Shieldify is a Ruby on Rails user authentication plugin. It handles authentication through email and API authentication via JWT (JSON Web Tokens). The gem includes functionalities for user registration, email confirmation, and user authentication via email/password and JWT.
-
Authentication:
- Email Authentication: Allows users to authenticate using their email and password, generating a JWT that is managed in a whitelist.
- API Authentication with JWT: Manages API authentication using JSON Web Tokens to secure requests.
-
User Management:
- Email:
- Registration: Facilitates new user registration and sends confirmation emails upon registration.

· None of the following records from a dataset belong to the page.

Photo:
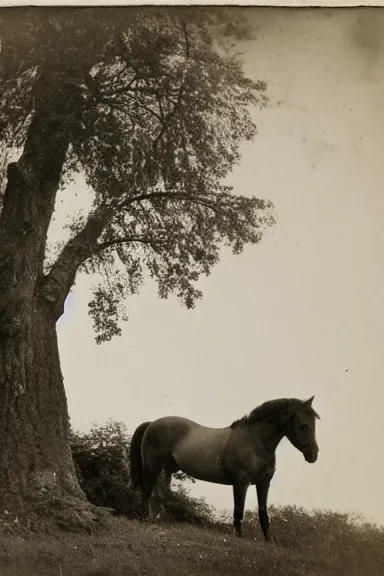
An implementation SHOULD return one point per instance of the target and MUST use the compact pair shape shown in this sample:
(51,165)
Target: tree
(150,106)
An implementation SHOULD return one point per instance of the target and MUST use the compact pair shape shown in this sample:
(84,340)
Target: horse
(239,455)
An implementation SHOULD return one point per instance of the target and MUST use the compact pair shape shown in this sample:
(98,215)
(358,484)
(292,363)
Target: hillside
(322,544)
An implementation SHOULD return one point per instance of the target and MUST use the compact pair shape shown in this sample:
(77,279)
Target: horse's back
(197,450)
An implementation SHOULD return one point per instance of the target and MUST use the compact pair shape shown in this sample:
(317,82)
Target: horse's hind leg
(240,488)
(151,473)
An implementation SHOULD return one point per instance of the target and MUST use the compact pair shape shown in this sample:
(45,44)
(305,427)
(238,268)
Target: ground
(133,548)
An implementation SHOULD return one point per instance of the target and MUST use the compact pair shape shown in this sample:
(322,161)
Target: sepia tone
(290,308)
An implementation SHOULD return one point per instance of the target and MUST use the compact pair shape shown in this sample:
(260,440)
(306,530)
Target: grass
(318,544)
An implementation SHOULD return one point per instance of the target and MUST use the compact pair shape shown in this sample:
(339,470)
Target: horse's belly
(203,462)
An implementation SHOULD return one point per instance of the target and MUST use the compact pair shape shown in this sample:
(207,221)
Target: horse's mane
(270,408)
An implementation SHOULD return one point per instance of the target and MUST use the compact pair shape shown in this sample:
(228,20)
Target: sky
(299,314)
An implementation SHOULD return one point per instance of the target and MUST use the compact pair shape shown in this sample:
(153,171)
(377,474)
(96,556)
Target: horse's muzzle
(311,456)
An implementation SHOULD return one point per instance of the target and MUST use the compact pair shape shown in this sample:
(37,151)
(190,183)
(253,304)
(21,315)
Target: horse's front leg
(262,489)
(240,488)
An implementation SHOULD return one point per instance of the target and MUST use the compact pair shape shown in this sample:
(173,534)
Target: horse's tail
(135,459)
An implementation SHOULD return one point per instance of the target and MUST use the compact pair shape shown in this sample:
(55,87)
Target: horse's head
(301,430)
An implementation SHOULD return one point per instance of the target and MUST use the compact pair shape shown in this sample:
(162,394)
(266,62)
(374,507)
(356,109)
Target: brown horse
(239,455)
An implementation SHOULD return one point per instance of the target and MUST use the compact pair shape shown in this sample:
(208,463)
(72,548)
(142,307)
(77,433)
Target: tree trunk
(36,465)
(35,458)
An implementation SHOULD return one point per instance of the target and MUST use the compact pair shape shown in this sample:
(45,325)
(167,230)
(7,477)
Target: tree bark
(35,457)
(36,464)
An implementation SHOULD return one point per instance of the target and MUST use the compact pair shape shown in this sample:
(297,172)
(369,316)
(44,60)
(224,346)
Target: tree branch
(126,240)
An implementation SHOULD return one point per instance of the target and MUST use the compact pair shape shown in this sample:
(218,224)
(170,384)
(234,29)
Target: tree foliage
(159,107)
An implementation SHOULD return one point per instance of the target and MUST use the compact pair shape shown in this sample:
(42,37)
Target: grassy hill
(318,544)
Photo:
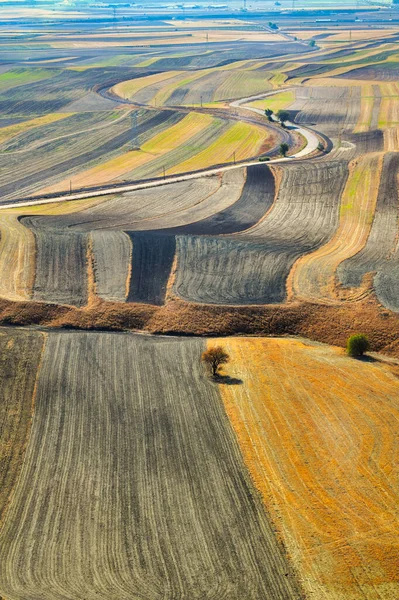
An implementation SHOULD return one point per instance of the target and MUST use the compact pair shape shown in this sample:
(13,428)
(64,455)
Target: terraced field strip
(152,261)
(366,109)
(127,89)
(133,484)
(242,140)
(17,77)
(17,258)
(20,354)
(318,432)
(252,267)
(61,264)
(166,141)
(139,210)
(112,258)
(184,79)
(389,112)
(314,275)
(275,102)
(223,194)
(11,131)
(83,152)
(383,237)
(256,198)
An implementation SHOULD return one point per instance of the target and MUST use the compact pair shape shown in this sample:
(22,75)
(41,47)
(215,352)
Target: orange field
(318,431)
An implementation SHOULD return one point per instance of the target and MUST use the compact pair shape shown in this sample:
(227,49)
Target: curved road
(310,137)
(311,146)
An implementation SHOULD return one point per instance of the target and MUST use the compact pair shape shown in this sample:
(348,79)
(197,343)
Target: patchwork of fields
(126,471)
(139,473)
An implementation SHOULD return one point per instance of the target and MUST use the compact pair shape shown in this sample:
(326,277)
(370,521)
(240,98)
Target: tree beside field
(214,357)
(284,149)
(357,345)
(283,116)
(269,113)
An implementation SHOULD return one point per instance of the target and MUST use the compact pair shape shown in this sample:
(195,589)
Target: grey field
(133,485)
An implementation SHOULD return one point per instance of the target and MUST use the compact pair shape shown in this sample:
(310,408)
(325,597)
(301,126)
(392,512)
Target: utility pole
(135,143)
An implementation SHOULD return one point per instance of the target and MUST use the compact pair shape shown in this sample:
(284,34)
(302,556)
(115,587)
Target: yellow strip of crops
(162,143)
(163,95)
(11,131)
(17,259)
(243,139)
(276,102)
(313,275)
(318,432)
(127,89)
(366,109)
(18,249)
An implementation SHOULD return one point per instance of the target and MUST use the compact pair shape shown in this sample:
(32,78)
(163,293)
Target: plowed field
(133,484)
(318,432)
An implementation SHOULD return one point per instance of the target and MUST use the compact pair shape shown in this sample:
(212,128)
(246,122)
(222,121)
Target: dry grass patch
(314,275)
(243,139)
(11,131)
(318,433)
(366,109)
(20,354)
(164,142)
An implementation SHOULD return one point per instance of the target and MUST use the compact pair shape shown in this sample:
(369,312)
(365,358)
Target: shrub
(357,345)
(269,114)
(283,116)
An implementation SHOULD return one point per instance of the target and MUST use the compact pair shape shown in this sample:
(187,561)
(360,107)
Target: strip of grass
(12,130)
(241,139)
(276,102)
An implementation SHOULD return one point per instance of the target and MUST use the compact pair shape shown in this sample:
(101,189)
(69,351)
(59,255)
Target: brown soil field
(133,484)
(318,432)
(20,354)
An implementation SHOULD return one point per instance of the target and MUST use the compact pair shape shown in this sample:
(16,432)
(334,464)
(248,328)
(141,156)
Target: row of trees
(214,357)
(282,116)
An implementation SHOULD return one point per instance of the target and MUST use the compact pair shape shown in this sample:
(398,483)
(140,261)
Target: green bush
(357,344)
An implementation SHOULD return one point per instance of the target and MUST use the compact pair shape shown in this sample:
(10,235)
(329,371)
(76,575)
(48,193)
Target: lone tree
(214,357)
(284,149)
(357,345)
(269,113)
(283,116)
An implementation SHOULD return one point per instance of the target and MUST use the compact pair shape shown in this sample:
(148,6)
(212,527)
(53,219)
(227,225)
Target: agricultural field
(175,508)
(147,215)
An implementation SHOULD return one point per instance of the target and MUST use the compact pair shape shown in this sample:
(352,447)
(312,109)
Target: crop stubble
(318,433)
(252,267)
(20,354)
(133,485)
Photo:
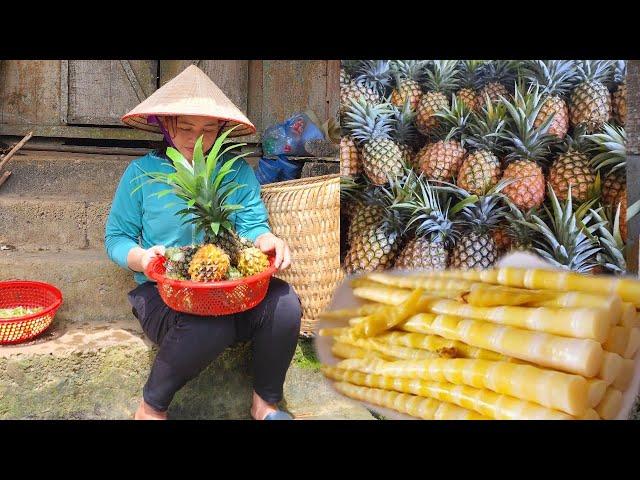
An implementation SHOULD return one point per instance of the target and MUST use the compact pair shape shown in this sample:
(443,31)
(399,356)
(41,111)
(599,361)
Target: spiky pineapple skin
(252,261)
(371,250)
(430,103)
(350,159)
(209,264)
(474,251)
(614,193)
(381,156)
(470,98)
(572,169)
(493,90)
(480,170)
(528,189)
(590,105)
(408,89)
(556,106)
(441,160)
(422,254)
(354,90)
(619,104)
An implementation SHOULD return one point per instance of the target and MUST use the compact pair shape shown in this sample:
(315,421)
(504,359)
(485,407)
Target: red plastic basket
(25,293)
(210,299)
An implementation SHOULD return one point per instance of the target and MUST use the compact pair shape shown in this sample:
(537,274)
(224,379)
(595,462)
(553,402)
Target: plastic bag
(288,138)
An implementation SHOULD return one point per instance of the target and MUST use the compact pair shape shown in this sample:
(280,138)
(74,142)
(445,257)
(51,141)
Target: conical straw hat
(191,92)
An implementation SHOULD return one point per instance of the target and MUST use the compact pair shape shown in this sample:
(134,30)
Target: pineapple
(252,261)
(209,264)
(178,260)
(572,168)
(441,160)
(476,248)
(372,78)
(350,157)
(527,146)
(493,78)
(374,243)
(555,77)
(433,230)
(469,82)
(409,75)
(405,133)
(612,159)
(619,95)
(442,79)
(371,127)
(566,239)
(590,103)
(200,184)
(481,169)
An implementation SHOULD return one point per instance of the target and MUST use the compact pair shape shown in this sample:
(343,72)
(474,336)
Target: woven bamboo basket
(306,213)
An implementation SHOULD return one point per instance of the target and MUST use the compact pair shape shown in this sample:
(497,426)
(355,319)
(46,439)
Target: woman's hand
(268,242)
(149,254)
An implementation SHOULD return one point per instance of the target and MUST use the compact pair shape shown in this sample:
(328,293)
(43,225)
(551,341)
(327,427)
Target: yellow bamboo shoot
(596,391)
(388,317)
(633,344)
(610,367)
(420,407)
(573,355)
(485,402)
(610,405)
(623,380)
(394,351)
(617,340)
(552,389)
(437,344)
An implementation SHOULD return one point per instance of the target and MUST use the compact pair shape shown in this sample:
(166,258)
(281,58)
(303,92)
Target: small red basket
(30,294)
(214,298)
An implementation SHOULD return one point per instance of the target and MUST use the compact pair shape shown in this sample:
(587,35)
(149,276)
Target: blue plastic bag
(288,138)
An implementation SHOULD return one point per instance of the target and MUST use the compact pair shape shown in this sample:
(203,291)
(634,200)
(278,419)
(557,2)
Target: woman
(140,227)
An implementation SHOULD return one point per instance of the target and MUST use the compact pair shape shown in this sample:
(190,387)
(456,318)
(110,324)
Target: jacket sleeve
(124,224)
(253,220)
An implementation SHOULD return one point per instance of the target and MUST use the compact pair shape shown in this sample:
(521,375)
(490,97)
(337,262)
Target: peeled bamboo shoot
(552,389)
(610,405)
(580,356)
(623,380)
(420,407)
(596,391)
(485,402)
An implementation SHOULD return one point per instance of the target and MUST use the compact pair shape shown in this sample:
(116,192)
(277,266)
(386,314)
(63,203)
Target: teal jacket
(144,220)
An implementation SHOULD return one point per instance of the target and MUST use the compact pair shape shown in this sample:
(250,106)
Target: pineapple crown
(611,145)
(469,73)
(555,77)
(454,121)
(375,74)
(593,70)
(201,186)
(486,127)
(524,140)
(427,217)
(497,71)
(369,121)
(612,255)
(404,129)
(409,69)
(442,76)
(567,238)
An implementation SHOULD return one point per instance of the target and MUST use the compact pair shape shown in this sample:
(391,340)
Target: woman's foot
(260,409)
(147,412)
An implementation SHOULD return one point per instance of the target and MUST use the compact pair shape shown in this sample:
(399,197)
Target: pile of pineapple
(213,263)
(451,163)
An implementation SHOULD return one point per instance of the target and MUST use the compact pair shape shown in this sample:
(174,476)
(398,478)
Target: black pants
(188,343)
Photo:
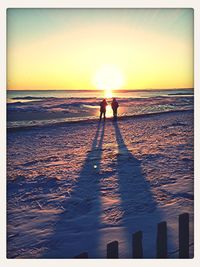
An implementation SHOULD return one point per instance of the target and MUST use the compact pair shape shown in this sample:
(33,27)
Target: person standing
(103,105)
(114,106)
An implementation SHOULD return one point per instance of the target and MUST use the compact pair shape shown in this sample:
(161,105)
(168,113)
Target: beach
(74,187)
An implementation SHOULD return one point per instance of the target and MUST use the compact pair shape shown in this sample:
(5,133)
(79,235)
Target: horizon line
(138,89)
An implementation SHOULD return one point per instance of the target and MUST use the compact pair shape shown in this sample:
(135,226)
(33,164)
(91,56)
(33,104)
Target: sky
(98,48)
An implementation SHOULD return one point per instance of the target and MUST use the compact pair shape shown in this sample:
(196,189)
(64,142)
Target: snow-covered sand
(76,187)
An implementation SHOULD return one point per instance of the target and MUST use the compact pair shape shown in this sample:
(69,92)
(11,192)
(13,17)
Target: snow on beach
(76,187)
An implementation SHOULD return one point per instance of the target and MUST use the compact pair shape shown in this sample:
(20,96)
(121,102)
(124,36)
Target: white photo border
(195,4)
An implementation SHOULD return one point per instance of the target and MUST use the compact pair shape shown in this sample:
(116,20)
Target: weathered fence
(161,242)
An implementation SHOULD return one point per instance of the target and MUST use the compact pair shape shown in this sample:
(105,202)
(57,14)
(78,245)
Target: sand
(76,187)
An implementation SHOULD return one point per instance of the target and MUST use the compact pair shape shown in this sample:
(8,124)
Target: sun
(108,77)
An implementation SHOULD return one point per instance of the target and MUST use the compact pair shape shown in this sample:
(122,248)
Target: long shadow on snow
(77,228)
(140,211)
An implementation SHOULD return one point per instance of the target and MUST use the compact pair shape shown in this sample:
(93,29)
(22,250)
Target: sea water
(43,107)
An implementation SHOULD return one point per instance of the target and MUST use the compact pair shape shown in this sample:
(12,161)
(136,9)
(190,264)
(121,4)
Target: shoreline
(89,121)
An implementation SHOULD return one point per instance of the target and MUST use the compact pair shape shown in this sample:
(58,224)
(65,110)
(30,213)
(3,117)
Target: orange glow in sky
(99,49)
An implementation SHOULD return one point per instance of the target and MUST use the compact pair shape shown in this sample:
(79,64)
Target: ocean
(49,107)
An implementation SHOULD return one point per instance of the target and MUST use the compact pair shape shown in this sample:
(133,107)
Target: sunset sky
(93,48)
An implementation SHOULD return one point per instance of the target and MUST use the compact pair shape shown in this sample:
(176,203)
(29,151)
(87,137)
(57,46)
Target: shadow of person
(77,227)
(140,211)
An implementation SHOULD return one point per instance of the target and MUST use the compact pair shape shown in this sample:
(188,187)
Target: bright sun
(108,78)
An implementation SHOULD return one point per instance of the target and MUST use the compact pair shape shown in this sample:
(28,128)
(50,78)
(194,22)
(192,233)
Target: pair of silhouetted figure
(114,106)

- Confirmation: Manages email address confirmation for user accounts through confirmation emails.
- Email:
To install the Shieldify gem, follow these steps:
Add the gem to your Gemfile:
gem 'shieldify'
Run bundle install
to install the gem:
bundle install
Run the Shieldify install generator to set up the necessary files and configurations:
rails generate shieldify:install
The rails generate shieldify:install
command performs the following steps:
-
Copy Initializer:
- Description: Copies the initializer file for Shieldify to the application's initializer directory.
- Generated File:
config/initializers/shieldify.rb
- Purpose: This file is used to configure settings for Shieldify, such as JWT parameters, password complexity requirements, and other authentication-related settings.
-
Generate Migration:
- Description: Creates a migration file to set up the users table with necessary fields for authentication.
- Generated File:
db/migrate/[timestamp]_shieldify_create_users.rb
- Purpose: This migration creates the users table with fields like
email
,password_digest
,email_confirmation_token
,email_confirmation_token_generated_at
, etc., which are essential for managing user authentication.
-
Generate Model:
- Description: Generates the User model if it does not already exist.
- Generated File:
app/models/user.rb
- Purpose: Defines the User model and includes necessary modules for email authentication, user registration, and email confirmation.
-
Inject Method:
- Description: Injects the
shieldify
method call into the User model to include the necessary Shieldify modules. - Injected Code:
shieldify email_authenticatable: %i[registerable confirmable]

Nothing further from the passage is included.